Julia swooped in with, “They have waves in Florida. Florida’s where you get oranges
from, oranges are just big tangerines.”
“Nice, save,” Emily nodded at the other girl.
“Thank you.”
“Well,” Ara said, “I’m having a self imposed dry season, and it’s nice to know
Waverly will always be there.”
“But you don’t,” Emily said. “You don’t know he’ll always be there.”
“Well, it doesn’t matter.”
“Yeah, yeah, yeah,” Emily waved it off. “I know, the whole no white man thing.”
“Well,” Ara shrugged, “glad you understand.”
“I understand,” Emily said, “that you’re put off by old experiences. But I don’t
understand you thinking Wave will be around when you’re ready.”
“Who says I want him to be?’
“Do you?”
“Julia,” Ara turned from Emily, “how you like that shake?”
Julia raised an eyebrow, and Ara said, “Well, shit!”
“Careful, I’m a child.” said Julia. “Unused to such words.”
“Well, do you feel anything for Waverly?” Emily pressed on.
“I feel....” Ara said, “that I like Waverly Blake a lot. He’s a good guy.

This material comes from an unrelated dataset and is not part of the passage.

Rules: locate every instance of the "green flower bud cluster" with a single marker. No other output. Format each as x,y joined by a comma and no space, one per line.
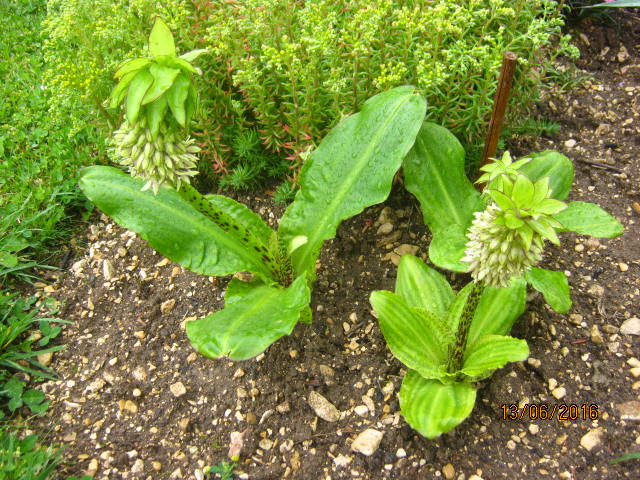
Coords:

But I’m not sure
he’s... my type.”
“Wave’s not anyone’s type,” Emily said. “He’s a little weird. I mean.... I couldn’t
appreciate that before. But now.... I sort of think he’s not that much older than me, and.... if
he was paying me the attention he’s paying you. I don’t know... I might....”

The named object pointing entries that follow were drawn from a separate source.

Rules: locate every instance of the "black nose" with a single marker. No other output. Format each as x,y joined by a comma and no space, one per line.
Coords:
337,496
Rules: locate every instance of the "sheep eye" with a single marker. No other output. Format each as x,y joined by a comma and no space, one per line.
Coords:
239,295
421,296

“Do him?” suggested Julia.
Both young women looked at the girl.
“I’m sorry,” Julia told them, “but my time of life is coming, and by the way, I’m
getting a man THIS summer.”
“You’re fourteen,” Ara said.
Julia Camden looked at Ara Tolliver fiercely, and said, “You’re never too young.”



5.

Still, Ara Tolliver cannot help calling up Waverly that afternoon. He’s so glad to hear from
her, and she knew he would be. The odd thing was that the morning she met him she was
not coming to meet him, but Rush and Cassidy. Waverly was just sort of there.

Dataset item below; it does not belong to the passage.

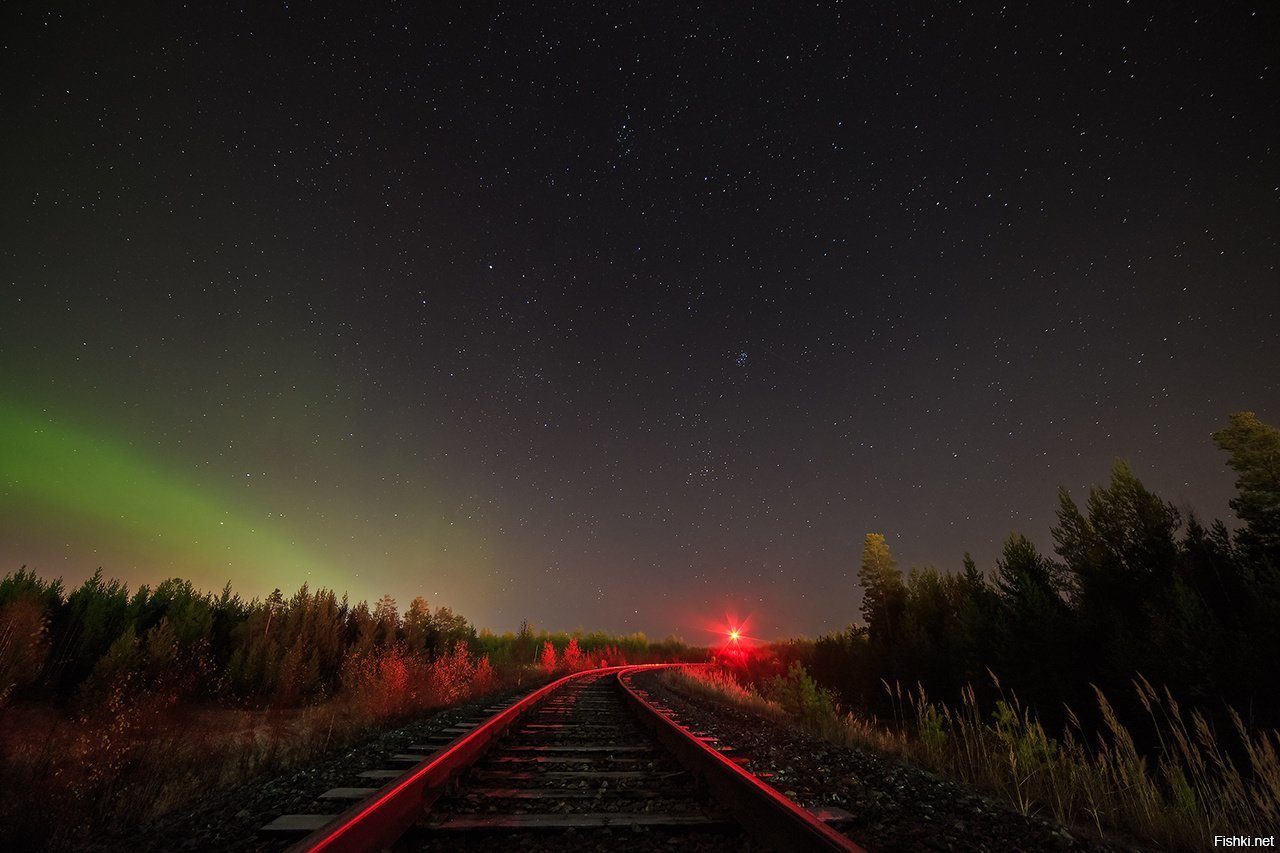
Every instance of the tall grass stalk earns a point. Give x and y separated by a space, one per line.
1179 797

There must be a word for meeting someone for the real first time? The first time you
really see someone, and you connect with them, and maybe for really close someones, really
old friends, you meet them over and over again.
All of these people had been with her for all of her life, though not connected
necessarily to her or to each other.
Ara thinks back and she remembers Waverly when she would sit in the back of her
mother’s car as Mrs. Tolliver drove to pick her son up from school. Or was she in the car
with Nelson, and they’d had to drive past school? But that was one of the problems with her
memory, it was undeveloped, it had no reason to it. No balance.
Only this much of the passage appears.